15 Fantastic Facts About Making Fox’s Animated Comedies

15 Fantastic Facts About Making Fox's Animated Comedies

The Simpsons: Elizabeth Taylor And Maggie’s First Word

The iconic actress was brought in to say the baby’s first word, and executive producer Al Jean once recounted the memorable occasion: “Usually for the records, the room was almost empty — we’d have the cast and then a couple writers. That day, the recording stage was completely filled. She came in, she had a little dog, and she wore her ring, which was huge. It cost more than my house. We had her do the one line where she said ‘Daddy’ as Maggie. I’m looking at the ‘Most Beautiful Woman in the World,’ trying to think, ‘What does that sound like coming out of a cute little baby?’ I asked her for a lot of takes because it’s very hard to know what you want on one word, but she was really funny about it. After I said, ‘Okay, we got it!’ she said ‘F**k you!’ in the Maggie voice. She was kidding. Everybody laughed. She lived up to everything you would expect Elizabeth Taylor to be.” 

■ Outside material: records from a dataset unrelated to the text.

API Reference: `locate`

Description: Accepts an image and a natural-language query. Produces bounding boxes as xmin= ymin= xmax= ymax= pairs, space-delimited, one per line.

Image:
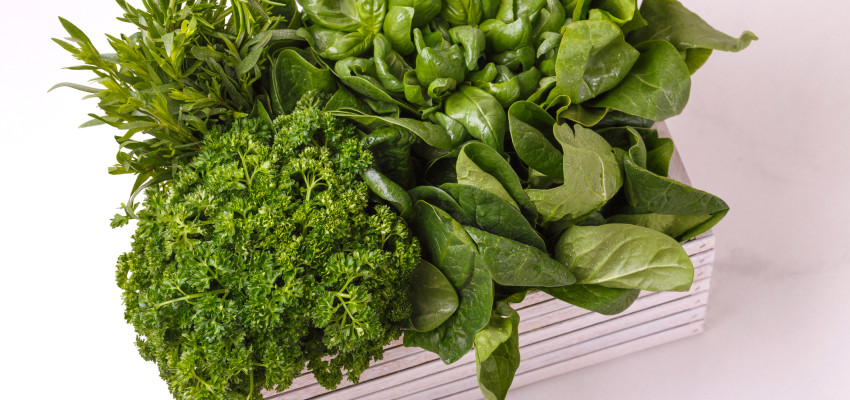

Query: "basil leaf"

xmin=358 ymin=0 xmax=387 ymax=35
xmin=555 ymin=223 xmax=694 ymax=291
xmin=414 ymin=28 xmax=468 ymax=87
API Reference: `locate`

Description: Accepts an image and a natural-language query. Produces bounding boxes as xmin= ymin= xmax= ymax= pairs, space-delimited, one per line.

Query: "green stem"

xmin=156 ymin=289 xmax=228 ymax=309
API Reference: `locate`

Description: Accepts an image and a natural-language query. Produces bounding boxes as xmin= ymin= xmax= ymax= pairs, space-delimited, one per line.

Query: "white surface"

Futurama: A Year, An Episode

20th Television

Producer David X. Cohen said that every single episode took about a full year to make from beginning to end. “It’s such a long feedback loop,” Cohen told The Atlantic. “We write something, and we don’t know what the fans are going to think — or even what we’re going to think, when our minds are clear of it, and we watch it a year later. You write an episode, you watch it a year later and decide, ‘Oh, I like that, I’m going to keep going in that direction’ and write another episode — that’s not on for another year. So it’s really a two-year feedback loop, at minimum.”